The passage of the Climate Mobilization Act in 2019 set New York City up to be a global leader in reducing climate pollution from the city’s largest source: Its buildings. Yet, until recently, NYC has made little progress on reducing emissions from its second-largest source: the transportation sector.
The Sierra Club in NYC—alongside the Majority Leader for the NYC Council, Keith Powers—is facing that problem head-on (or perhaps tailpipe-on). Proposed legislation called the Zero-Emission Vehicles for New York City Act (ZEV4NYC, for short) would require that light- and medium-duty city-owned vehicles be all-electric and emission-free by 2035, and heavy-duty vehicles, shortly thereafter. This is no small feat considering NYC has the country’s largest municipal fleet of over 30,000 cars, trucks, and buses – that means passing this legislation would have immense public health and climate benefits for residents and serve as a model for the country.
The bill addresses transportation pollution by paving the road to clean up the city’s vehicles through setting important purchasing deadlines—dates after which only ZEVs can be purchased by city agencies. As purchasing ZEVs becomes more economically feasible and charging infrastructure is developed, NYC can seize the initiative by making a change that will immediately help New Yorkers and lessen our city’s climate impact.
If passed, this bill would be the most ambitious of its kind in the entire nation in moving a municipal fleet to all-electric. It would cover all the vehicle types that NYC owns or leases. Vehicles like ambulances, fire trucks, sanitation trucks, school buses, and street sweepers are all covered, demonstrating that NYC is prioritizing reducing urban pollution.
According to Department of Health research, NYC has the highest density of primary particulate matter (PM 2.5 ) emissions among large U.S. cities. And like in other large cities, New York’s environmental justice communities suffer disproportionately. Tailpipe emissions contribute to rates of emergency-department visits for cases of PM 2.5-attributable asthma being over eight-times higher in environmental justice communities. This type of health disparity has lasting impacts, with some disadvantaged communities having life expectancies that are ten years lower than their more affluent neighbors. Taking fossil fuel vehicles off the road and replacing them with ZEVs is a necessary step to improve the health of all New Yorkers.
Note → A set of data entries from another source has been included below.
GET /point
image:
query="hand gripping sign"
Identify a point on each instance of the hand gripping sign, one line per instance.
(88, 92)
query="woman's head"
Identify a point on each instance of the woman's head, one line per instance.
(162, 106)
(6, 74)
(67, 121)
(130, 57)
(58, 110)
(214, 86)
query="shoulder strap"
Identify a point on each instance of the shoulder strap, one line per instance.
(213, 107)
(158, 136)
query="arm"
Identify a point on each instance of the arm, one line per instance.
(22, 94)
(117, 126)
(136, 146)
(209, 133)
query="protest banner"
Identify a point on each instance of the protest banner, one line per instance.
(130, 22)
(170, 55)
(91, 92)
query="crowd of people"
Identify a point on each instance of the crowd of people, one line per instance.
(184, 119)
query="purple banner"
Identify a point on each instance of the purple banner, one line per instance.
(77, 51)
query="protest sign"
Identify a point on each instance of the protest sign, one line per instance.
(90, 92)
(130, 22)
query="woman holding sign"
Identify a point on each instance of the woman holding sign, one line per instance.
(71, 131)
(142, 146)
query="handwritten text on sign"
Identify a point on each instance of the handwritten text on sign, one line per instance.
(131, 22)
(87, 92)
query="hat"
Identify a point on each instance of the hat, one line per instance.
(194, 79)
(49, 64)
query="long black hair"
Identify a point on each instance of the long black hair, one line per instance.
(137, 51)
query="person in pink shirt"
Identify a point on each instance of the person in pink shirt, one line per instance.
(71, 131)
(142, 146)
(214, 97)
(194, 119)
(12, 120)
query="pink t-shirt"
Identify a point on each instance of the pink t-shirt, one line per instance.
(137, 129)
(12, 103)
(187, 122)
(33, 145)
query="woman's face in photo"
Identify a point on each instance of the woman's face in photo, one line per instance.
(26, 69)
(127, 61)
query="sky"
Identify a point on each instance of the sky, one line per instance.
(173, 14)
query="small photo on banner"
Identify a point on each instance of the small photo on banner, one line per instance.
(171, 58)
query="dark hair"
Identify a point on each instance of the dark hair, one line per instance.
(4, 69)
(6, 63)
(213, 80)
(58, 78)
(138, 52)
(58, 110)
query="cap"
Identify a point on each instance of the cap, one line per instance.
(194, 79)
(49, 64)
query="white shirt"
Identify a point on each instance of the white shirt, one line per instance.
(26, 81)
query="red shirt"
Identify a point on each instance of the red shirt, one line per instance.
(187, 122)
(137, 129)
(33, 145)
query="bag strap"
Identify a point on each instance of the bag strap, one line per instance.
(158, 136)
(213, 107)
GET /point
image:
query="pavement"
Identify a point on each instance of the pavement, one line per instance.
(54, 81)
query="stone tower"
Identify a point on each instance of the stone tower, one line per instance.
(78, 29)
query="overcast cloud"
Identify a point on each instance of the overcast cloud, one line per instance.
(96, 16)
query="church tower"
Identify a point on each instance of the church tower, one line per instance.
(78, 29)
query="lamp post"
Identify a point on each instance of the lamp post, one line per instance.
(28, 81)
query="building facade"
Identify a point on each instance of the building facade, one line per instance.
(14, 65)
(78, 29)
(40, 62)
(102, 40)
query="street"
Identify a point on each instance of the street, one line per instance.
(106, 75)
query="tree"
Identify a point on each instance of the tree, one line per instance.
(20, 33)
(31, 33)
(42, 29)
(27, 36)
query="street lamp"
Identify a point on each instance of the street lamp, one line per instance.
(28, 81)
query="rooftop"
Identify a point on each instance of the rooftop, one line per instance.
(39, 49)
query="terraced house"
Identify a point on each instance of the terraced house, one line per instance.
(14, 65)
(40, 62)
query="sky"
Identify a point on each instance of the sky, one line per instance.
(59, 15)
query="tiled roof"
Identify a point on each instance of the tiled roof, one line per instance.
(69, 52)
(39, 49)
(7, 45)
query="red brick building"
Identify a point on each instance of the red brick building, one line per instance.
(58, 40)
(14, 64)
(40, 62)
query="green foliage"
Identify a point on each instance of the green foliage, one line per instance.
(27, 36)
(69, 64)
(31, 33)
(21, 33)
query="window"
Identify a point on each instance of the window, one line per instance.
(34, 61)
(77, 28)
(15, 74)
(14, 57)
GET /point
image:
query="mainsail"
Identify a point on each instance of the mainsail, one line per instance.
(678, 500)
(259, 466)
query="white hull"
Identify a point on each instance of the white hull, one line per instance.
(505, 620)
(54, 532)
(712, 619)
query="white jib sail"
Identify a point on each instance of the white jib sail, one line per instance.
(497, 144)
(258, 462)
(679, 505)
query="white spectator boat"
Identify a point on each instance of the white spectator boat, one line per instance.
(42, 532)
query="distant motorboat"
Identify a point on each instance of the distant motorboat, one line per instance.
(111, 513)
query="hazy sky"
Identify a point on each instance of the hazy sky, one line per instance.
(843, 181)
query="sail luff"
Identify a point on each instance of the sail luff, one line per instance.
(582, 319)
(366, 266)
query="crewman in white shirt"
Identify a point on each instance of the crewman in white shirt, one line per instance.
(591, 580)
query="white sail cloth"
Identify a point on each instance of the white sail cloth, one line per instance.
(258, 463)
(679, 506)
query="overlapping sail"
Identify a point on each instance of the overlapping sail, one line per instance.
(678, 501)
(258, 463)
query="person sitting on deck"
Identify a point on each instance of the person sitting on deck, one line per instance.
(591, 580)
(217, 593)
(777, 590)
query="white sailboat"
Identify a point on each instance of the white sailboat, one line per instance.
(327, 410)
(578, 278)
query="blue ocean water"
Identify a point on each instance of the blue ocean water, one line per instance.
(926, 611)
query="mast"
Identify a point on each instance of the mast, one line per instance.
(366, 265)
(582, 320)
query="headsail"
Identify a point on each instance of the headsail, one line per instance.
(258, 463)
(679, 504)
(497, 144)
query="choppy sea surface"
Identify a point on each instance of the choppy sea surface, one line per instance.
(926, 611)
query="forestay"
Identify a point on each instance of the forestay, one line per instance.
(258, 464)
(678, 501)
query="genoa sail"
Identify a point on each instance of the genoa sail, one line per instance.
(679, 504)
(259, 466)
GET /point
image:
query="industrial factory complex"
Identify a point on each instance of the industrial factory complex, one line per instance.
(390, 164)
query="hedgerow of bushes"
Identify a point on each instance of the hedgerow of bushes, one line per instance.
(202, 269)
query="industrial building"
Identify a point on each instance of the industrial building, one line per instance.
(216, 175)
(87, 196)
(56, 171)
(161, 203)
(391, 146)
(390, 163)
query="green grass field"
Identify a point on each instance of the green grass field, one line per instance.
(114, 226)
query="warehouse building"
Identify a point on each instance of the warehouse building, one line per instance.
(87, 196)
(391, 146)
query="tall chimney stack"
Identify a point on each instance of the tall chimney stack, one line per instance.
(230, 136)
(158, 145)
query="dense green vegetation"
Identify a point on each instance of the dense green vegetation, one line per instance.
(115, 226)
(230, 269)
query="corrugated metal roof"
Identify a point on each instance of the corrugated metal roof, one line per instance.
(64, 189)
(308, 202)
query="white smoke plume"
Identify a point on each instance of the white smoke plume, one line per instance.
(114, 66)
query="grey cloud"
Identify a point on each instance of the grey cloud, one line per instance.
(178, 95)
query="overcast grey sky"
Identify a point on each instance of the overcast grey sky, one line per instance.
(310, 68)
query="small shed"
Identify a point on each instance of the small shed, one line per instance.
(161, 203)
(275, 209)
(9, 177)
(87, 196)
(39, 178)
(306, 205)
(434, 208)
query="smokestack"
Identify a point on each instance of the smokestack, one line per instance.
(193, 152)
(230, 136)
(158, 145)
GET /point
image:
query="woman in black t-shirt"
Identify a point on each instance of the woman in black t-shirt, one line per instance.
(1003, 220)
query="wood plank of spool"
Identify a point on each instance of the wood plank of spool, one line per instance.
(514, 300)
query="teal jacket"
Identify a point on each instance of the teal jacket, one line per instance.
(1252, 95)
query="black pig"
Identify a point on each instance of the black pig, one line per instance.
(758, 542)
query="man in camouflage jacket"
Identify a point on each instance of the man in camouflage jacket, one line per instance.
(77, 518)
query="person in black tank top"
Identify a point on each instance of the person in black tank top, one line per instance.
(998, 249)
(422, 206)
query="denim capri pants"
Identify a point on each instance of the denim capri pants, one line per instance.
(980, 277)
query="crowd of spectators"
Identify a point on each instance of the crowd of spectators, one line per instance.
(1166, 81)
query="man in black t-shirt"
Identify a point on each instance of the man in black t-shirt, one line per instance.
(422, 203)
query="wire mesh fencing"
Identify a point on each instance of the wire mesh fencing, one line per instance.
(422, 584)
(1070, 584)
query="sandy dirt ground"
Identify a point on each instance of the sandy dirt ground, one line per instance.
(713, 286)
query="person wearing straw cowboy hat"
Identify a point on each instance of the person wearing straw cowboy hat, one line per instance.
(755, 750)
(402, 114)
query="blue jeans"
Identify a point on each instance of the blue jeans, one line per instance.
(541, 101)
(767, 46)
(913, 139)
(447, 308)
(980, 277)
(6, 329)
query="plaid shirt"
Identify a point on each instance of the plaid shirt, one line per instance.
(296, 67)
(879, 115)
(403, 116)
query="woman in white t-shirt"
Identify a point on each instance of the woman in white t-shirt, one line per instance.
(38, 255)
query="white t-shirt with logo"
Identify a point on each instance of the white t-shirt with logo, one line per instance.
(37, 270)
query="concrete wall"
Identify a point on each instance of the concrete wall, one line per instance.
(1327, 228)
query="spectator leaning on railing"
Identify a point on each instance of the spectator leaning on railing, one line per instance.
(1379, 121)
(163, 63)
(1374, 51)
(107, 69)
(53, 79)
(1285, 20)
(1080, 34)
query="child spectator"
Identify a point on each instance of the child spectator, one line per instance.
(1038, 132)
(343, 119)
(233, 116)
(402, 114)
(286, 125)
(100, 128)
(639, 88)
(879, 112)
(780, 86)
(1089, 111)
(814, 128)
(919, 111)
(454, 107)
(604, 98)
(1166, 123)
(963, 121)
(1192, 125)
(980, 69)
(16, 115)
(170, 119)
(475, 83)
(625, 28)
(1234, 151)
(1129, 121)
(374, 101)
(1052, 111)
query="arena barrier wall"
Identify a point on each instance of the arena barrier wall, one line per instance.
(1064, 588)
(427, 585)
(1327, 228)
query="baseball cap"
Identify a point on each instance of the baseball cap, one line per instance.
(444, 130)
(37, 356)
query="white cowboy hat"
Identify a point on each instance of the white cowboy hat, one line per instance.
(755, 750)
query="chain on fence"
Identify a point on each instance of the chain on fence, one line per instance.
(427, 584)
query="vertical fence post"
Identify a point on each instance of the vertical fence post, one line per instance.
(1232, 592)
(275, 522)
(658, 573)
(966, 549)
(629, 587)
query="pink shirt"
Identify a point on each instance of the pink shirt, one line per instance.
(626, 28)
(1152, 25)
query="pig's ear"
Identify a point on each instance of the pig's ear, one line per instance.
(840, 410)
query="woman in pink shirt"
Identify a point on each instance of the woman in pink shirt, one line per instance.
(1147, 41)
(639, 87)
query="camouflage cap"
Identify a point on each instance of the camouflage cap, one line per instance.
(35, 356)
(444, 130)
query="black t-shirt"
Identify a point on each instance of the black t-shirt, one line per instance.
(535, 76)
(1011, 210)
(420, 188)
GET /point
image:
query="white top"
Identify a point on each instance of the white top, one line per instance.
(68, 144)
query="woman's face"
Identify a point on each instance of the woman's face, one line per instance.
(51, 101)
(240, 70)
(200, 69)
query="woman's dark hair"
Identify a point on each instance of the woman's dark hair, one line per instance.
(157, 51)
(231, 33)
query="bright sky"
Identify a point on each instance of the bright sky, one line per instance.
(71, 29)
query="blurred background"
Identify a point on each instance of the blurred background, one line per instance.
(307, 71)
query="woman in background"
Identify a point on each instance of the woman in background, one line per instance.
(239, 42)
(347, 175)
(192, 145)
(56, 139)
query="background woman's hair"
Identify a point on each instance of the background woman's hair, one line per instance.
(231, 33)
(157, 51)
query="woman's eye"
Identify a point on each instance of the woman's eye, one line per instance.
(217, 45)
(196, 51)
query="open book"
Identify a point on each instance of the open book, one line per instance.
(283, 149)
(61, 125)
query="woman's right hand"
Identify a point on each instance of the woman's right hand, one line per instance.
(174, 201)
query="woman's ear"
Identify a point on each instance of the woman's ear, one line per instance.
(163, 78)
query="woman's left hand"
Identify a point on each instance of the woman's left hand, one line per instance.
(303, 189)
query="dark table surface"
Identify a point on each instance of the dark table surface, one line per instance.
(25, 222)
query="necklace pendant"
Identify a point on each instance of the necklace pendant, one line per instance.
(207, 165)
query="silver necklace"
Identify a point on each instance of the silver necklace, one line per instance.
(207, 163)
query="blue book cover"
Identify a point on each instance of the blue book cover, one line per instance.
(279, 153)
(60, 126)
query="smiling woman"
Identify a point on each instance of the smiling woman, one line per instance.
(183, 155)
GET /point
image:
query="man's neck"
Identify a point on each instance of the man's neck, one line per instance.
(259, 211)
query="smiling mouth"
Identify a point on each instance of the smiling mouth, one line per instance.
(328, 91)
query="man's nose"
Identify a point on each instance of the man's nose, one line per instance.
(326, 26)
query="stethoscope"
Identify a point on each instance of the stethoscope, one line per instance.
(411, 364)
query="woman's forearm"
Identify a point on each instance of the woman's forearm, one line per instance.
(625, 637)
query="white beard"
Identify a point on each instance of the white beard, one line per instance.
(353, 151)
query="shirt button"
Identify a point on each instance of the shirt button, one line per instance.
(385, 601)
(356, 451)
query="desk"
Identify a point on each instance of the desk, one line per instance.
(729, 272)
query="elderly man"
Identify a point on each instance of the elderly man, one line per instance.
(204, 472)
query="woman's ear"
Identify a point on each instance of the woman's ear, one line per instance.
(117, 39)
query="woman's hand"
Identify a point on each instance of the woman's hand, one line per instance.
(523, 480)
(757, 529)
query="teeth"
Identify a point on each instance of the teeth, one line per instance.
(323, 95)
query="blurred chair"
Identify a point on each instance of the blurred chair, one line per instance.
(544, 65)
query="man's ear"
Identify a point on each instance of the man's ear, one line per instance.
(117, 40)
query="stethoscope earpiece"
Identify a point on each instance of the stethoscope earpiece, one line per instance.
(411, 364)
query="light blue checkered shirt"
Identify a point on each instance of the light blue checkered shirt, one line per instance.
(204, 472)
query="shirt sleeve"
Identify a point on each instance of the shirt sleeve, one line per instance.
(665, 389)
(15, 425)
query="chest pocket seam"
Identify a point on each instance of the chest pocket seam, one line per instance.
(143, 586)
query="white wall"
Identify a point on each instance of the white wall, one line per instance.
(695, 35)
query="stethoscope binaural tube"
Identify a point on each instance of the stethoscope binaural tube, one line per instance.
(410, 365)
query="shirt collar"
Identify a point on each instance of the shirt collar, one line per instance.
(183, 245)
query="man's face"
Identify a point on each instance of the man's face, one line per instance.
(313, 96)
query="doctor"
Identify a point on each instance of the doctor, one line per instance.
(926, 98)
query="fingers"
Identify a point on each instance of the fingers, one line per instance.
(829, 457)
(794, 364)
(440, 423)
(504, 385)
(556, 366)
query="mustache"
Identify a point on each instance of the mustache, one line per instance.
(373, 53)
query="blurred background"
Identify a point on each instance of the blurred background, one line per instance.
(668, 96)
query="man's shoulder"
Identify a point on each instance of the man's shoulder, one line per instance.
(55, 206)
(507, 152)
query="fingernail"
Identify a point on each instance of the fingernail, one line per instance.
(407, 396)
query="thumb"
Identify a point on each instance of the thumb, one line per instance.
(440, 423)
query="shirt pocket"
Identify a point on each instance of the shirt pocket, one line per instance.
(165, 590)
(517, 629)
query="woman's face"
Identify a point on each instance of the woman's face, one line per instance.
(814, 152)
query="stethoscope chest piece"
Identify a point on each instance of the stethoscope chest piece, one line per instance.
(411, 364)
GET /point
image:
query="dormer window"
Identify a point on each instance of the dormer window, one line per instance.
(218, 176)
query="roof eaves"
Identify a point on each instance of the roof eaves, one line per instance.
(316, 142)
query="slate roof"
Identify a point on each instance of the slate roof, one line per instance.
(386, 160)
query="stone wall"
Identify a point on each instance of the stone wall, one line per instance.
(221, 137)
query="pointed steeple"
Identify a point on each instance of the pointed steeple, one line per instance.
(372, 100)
New York State, in general, is a leader in clean transportation. There’s been a lot of momentum on electrifying school buses and transit buses, but we need to do more and on a quicker timeline. New York has 50,000 diesel school buses on the road – a huge source of pollution that creates health problems for both children and their bus drivers. Last year, New York set a target to make sure all school buses across the state are electric by 2035, which is laudable - prioritizing the health of children. The way we get there and by which communities are prioritized first matters. The Sierra Club’s New York team has been working with environmental justice and labor partners to urge Governor Hochul to ensure dedicated funding for electric school buses and to prioritize underserved communities, like the South Bronx, in this transition to clean energy and electric school buses.
As NYC prepares to address its second-largest source of greenhouse gas emissions, cities and environmental leaders around the world are paying attention. During Climate Week NYC, academics, advocates, elected officials, and business leaders will join the Sierra Club to discuss aspects of the Zero-Emission Vehicles for NYC Act and explore its national and global significance.
The vision is clear. The timeline is feasible. Now, NYC must act to transition its fleet to 100 percent ZEVs to combat the climate crisis, safeguard the health of New Yorkers, and make NYC a leader in sustainability.